Pierre-Robert, l’émir stéphanois (1)

Juste quelques semaines après les attentats du 16 mai 2003, il n’y en avait que pour l’émir français dont on connaissait juste le nom de guerre : Abou Abderrahmane. Traqué par tout ce que compte le Maroc comme services de sécurité, Pierre-Robert se la coulait douce presque les pieds dans l’eau à Mohammédia. L’étau se resserre davantage autour de lui après l’arrestation de la majorité des membres de son groupe et dont un certain Abdelilah Fizazi, fils du théoricien de « Jamaât Ahl Sounna », le très médiatisé Mohamed Fizazi.
Pierre-Robert finira par se réfugier, après l’arrestation des membres de son groupe dans la forêt «California». C’est là que, de guerre lasse, il est tombé dans les filets de la police.
Antoine Pierre-Robert est né à Saint Etienne, le 30 janvier 1971, de Jacques et Jeannine, une famille sans histoire luttant pour joindre les deux bouts. Comme pour la plupart des milieux de la « France d’en bas », il bascule, adolescent, dans la petite délinquance et se livre aux menus trafics des petites banlieues.

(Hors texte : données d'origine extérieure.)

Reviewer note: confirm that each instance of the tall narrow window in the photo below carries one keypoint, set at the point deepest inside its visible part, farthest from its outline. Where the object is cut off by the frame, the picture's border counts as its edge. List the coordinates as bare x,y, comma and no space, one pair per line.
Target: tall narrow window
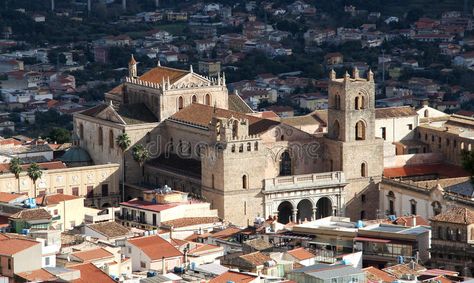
111,139
244,182
81,131
180,103
363,170
360,130
285,164
101,136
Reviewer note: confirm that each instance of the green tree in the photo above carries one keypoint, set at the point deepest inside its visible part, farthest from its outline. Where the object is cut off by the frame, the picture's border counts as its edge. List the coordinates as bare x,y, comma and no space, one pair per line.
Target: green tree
15,168
59,135
35,173
141,155
123,142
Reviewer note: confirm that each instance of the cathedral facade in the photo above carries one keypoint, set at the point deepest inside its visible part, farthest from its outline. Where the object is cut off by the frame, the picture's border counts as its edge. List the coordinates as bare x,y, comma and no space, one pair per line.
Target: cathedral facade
246,166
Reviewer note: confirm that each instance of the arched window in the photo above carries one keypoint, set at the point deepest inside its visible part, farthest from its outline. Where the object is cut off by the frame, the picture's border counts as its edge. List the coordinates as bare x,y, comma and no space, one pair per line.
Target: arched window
285,164
413,207
81,131
337,102
180,103
436,207
391,203
101,136
244,182
111,139
360,130
235,127
363,170
336,129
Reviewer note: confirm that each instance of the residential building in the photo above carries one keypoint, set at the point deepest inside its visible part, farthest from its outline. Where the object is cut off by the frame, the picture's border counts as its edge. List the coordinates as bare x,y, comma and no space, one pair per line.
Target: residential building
152,253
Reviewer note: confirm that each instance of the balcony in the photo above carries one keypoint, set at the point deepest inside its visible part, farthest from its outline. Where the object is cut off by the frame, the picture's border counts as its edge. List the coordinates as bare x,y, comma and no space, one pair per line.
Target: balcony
308,181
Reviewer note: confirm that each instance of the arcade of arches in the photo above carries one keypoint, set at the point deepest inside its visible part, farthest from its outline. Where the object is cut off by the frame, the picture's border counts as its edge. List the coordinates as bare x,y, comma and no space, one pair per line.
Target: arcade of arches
304,210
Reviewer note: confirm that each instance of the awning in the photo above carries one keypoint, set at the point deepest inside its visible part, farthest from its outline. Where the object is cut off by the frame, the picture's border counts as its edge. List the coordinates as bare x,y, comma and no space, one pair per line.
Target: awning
373,240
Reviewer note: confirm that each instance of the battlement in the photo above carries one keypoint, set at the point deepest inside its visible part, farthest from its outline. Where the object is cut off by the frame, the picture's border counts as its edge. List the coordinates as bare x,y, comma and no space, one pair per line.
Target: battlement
354,78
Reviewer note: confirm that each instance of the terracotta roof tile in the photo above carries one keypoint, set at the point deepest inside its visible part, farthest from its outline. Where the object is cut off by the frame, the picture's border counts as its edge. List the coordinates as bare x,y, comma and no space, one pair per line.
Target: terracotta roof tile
54,199
394,112
202,115
93,254
458,215
32,214
155,247
376,275
91,274
236,277
38,275
110,229
158,74
190,221
256,258
301,254
12,246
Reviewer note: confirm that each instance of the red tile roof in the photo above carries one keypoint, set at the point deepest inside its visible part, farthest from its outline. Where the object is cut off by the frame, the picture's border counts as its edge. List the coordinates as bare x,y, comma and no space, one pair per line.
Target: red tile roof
200,114
91,274
449,171
54,199
93,254
155,247
38,275
8,197
300,254
236,277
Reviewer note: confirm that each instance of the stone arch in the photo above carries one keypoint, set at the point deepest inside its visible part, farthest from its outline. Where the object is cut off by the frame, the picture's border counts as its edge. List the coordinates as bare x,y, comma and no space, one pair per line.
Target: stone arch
285,212
336,129
81,131
285,164
360,130
324,207
363,169
101,136
180,103
305,210
111,139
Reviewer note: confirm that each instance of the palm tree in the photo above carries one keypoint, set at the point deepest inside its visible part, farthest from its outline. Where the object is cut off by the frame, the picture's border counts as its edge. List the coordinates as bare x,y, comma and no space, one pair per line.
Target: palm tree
141,155
15,168
123,142
34,172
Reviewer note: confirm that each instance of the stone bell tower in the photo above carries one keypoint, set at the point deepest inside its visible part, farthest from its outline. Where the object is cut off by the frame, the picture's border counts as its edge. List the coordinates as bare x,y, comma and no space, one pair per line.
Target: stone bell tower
232,169
351,143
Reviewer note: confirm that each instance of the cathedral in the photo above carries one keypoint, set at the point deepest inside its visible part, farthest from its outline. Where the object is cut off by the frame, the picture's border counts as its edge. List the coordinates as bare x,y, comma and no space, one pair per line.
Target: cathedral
209,143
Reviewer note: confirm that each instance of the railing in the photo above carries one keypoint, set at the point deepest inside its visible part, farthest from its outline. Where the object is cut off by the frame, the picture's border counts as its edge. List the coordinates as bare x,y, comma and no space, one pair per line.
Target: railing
305,181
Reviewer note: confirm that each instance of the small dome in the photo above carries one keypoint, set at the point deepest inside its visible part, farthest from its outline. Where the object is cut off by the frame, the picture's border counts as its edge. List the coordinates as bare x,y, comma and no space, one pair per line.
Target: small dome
76,154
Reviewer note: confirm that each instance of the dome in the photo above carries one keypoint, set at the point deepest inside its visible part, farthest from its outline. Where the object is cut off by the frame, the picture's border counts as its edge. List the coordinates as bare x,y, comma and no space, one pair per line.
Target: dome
76,155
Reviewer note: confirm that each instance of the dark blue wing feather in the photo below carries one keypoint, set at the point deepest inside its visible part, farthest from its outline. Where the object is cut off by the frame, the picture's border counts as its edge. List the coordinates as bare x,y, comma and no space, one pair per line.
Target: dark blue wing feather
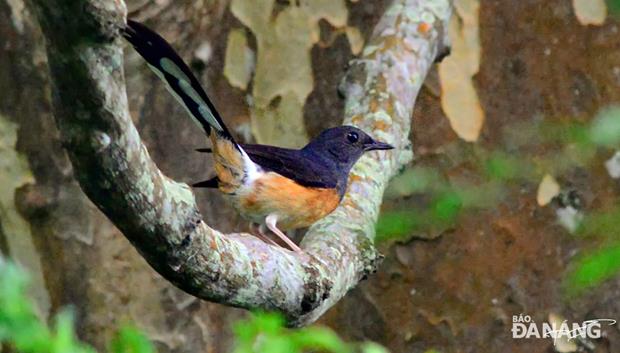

Las de le voir aller loin dans ses études, ses parents s’en plaignent assez souvent et sont soulagés quand, entre 1991 et 1992, il décide de se prendre en charge et accepte de travailler comme ouvrier dans une usine de coton à Saint Etienn ; unité de production où il a pour compagnons d’atelier deux ressortissants turcs qui, à leurs heures perdues, essaient de convertir à tour de bras des jeunes Français déboussolés.
D’après ses révélations aux enquêteurs marocains, c’est à cette époque-là que remonte non pas sa conversion, mais le véritable virage à 180 degrés qu’il a pris. Il forge ses connaissances sur l’Islam en fréquentant, de manière assidue, les mosquées de la localité dite Saint James et pousse le zèle jusqu’à se faire prédicateur dans sa ville natale. Sa proximité d’une forte communauté turque et maghrébine lui facilitera la tâche. Antoine Pierre-Robert aimait conclure une partie de football par de longs prêches sur l’Islam, sa nouvelle religion. Mais il ne pouvait se contenter de si peu, lui qui était préalablement plus catholique que le Pape comme le rapportait à l’époque de son procès la presse française et lyonnaise en particulier.
Pierre-Robert, qui avait déjà pris à l’époque les surnoms de Abou Abderrahmane et Yacoub, se sentait à l’étroit à Saint Etienne et exprime le besoin d’approfondir ses connaissances et d’«asseoir sa foi». Son rêve deviendra réalité en 1994 quand, grâce à une collecte de ses amis turcs, il réussit à réunir la somme de 10.000 FF lui permettant de faire le voyage en Turquie pour apprendre le Coran et la langue arabe. Arrivé à Istanbul, Abou Abderrahmane réalise l’exploit d’apprendre par cœur le Coran et suit les cours d’un salafiste notoire de la région. Ce dernier faisait partie à l’époque des recruteurs pour le Jihad en Afghanistan et surtout pour le compte des Talibans alors que la première guerre d’Irak faisait rage.
Le prêcheur obscurantiste est surpris par l’ardeur du chrétien converti à l’Islam et apprécie, à leur juste valeur, les penchants d’Antoine Pierre-Robert pour la guerre sainte. Son mentor lui fait choisir entre le combat aux côtés de ses « frères » en Afghanistan ou le maquis algérien où les GIA (Groupes islamiques armés) faisaient plus de victimes que n’importe quelle guerre. Abou Abderrahmane, accompagné d’un ressortissant algérien et de quatre citoyens turcs, finit par arriver en Afghanistan après avoir transité par Téhéran, selonun itinéraire connu des jihadistes.
A l’époque, Ben Laden finançait, sans compter, des dizaines de «Mdafate» (maison d’hôte) où les moujahidine, selon leurs nationalités, étaient accueillis momentanément avant d’être orientés vers le front. Antoine Pierre-Robert atterrira dans une «Madafa» appelée «Dar Achouhada’e» qui était dirigée par un Saoudien proche de Ben Laden. Remis d’un long et harassant voyage, il est dirigé par la suite vers un camp d’entraînement nommé « Oussoud Khuldun » (Les lions de Khuldun).